US-Präsident Donald Trump hat bei seiner ersten Rede in seiner zweiten Amtszeit vor der UN-Vollversammlung für Aufsehen gesorgt. Mit scharfen Worten rechnete er mit der Welt ab und sparte dabei weder die Vereinten Nationen noch Europa oder Deutschland aus. Wie die „BILD“ berichtet, war die Rede geprägt von Provokationen, Eigenlob und kontroversen Aussagen.
„Die UN ist ein Witz“: Trumps Generalabrechnung
Trump begann seine Rede mit einer scharfen Kritik an den Vereinten Nationen. Er bezeichnete die Organisation als ineffizient und ging sogar so weit, das Gebäude und den Teleprompter zu kritisieren. „Die UN hat versagt“, wetterte er und forderte gleichzeitig den Friedensnobelpreis für sich selbst, da er „sieben Kriege beendet“ habe.

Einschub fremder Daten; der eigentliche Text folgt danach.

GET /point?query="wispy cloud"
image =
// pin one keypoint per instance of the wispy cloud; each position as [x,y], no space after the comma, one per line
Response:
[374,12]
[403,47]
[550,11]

Deutschland im Fokus: Lob und Kritik
Besonders Deutschland geriet ins Visier des US-Präsidenten. Trump behauptete, Deutschland habe dank seiner Führung den „kranken Weg“ in der Energie- und Migrationspolitik verlassen. „Sie sind zurück zu fossilen Brennstoffen und Atomkraft, was gut ist“, erklärte er – eine Aussage, die faktisch nicht korrekt ist. Dennoch lobte er die vermeintliche Kehrtwende und kritisierte gleichzeitig die frühere „grüne Politik“ Deutschlands, die laut ihm „total bankrott“ gewesen sei.
Die deutsche Delegation, darunter Außenminister Johann Wadephul und Entwicklungsministerin Reem Alabali Radovan, reagierte regungslos auf die Aussagen. Kanzler Friedrich Merz, der von Trump explizit gelobt wurde, war nicht anwesend.
Auch Österreich erwähnt: „53 Prozent Migranten im Gefängnis“
In einer Rede, die von Kritik an internationalen Organisationen und Ländern geprägt war, erwähnte Trump auch Österreich. So behauptete er, dass „53 Prozent der Gefängnisinsassen in Österreich Migranten“ seien. Diese Aussage sorgte für Stirnrunzeln und Diskussionen, da sie nicht nur Österreich, sondern auch die Migrationspolitik der EU ins Visier nahm.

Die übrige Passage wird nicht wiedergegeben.